U.S. stock markets closed sharply lower on Friday, with the Dow Jones Industrial Average dropping 537.29 points, or 1.07%, to 49,526.17. The S&P 500 slid 92.74 points, or 1.24%, to 7,408.50, while the Nasdaq Composite lost 410.08 points, or 1.54%, to 26,225.15. The selling extended into after-hours trading, with the SPDR S&P 500 ETF falling 0.25% and the Invesco QQQ Trust, which tracks the Nasdaq 100, losing 0.34%.
The decline was driven by a sharp rise in oil prices and a jump in Treasury yields. U.S. crude surged 4.2% to settle at $105.42 a barrel, while Brent crude rose 3.35% to $109.26. The 10-year Treasury yield hit 4.597%, and the 30-year yield reached 5.122%, fueling concerns that the Federal Reserve may need to raise interest rates further to combat inflation.
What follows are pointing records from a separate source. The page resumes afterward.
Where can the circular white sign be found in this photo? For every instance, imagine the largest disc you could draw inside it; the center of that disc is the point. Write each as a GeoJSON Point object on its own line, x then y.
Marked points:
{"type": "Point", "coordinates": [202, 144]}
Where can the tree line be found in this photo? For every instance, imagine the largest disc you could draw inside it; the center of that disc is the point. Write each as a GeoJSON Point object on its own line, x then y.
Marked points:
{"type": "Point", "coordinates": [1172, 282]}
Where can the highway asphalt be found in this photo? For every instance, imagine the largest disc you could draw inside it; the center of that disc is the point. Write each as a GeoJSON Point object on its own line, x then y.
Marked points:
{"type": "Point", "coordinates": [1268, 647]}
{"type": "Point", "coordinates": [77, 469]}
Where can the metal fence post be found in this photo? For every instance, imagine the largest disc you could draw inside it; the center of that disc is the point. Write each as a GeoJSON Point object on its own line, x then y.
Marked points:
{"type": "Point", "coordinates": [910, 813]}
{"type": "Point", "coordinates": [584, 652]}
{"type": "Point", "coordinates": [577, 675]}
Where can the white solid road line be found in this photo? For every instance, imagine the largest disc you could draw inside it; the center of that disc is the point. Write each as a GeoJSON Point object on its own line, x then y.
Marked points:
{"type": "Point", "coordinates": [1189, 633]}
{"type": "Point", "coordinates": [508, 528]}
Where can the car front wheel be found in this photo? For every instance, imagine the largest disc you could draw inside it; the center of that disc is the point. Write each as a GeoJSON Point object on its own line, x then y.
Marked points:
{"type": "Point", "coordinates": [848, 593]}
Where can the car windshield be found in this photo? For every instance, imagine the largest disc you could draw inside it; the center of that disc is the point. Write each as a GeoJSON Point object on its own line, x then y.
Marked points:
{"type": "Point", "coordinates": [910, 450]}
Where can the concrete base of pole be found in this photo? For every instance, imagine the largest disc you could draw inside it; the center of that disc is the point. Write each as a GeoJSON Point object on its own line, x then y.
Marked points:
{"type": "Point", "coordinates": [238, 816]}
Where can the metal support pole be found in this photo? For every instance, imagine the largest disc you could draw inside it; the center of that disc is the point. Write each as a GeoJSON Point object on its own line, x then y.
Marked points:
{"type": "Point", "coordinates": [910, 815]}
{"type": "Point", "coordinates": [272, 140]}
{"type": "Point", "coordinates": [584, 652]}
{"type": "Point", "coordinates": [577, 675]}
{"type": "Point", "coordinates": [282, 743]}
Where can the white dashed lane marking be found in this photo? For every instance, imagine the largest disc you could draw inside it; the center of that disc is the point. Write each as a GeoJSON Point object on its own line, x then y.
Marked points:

Technology and semiconductor stocks were among the hardest hit. The Philadelphia SE Semiconductor Index dropped 4%. Nvidia fell 4.4%, Advanced Micro Devices declined 5.7%, and Intel slid 6.2%. Other major tech names like Microsoft, Apple, Micron, and Tesla also traded lower in after-hours activity. The sell-off came after a week that saw the S&P 500 and Nasdaq reach record highs, driven by enthusiasm for artificial intelligence. However, rising borrowing costs and elevated valuations prompted a sharp reversal.
In corporate news, Berkshire Hathaway disclosed in a regulatory filing a new $2.65 billion stake in Delta Air Lines and a smaller position in Macy's. The conglomerate also reduced holdings in Amazon, UnitedHealth, Visa, and Mastercard. Delta shares rose 3.3% in after-hours trading, and Macy's gained 6.3%.
Meanwhile, Pershing Square Capital Management, led by Bill Ackman, took a new stake in Microsoft during the regular session, calling its valuation "highly compelling." The fund sold its Alphabet position to fund the purchase. Microsoft shares moved higher during the day.
Market participants are now increasingly focused on the Federal Reserve's next moves. According to CME FedWatch, investors see about a 60% probability of a 25-basis-point rate hike by the January 2027 meeting. On prediction markets like Polymarket, odds for zero Fed rate cuts in 2026 stood at 67%, with a 32% chance of a rate hike this year. Geopolitical risks also weighed on sentiment, with Polymarket pricing only a 6% chance that Strait of Hormuz traffic will normalize by the end of May, reflecting ongoing supply concerns.
The broader market impact was evident in small-cap stocks, with the Russell 2000 falling 2.4%. Analysts noted that the market had become overextended in the AI trade. "It has gotten way ahead of itself," said Kenny Polcari of Slatestone Wealth, describing the rally as a "momentum AI trade."
Despite the weekly loss for the Nasdaq, which broke a six-week winning streak, the S&P 500 managed to post its seventh consecutive weekly gain. However, the tone has shifted, with traders now closely watching oil prices, bond yields, and Fed signals rather than earnings reports. Monday's open is expected to be heavily influenced by these factors, as the market reassesses the sustainability of the recent AI-driven rally.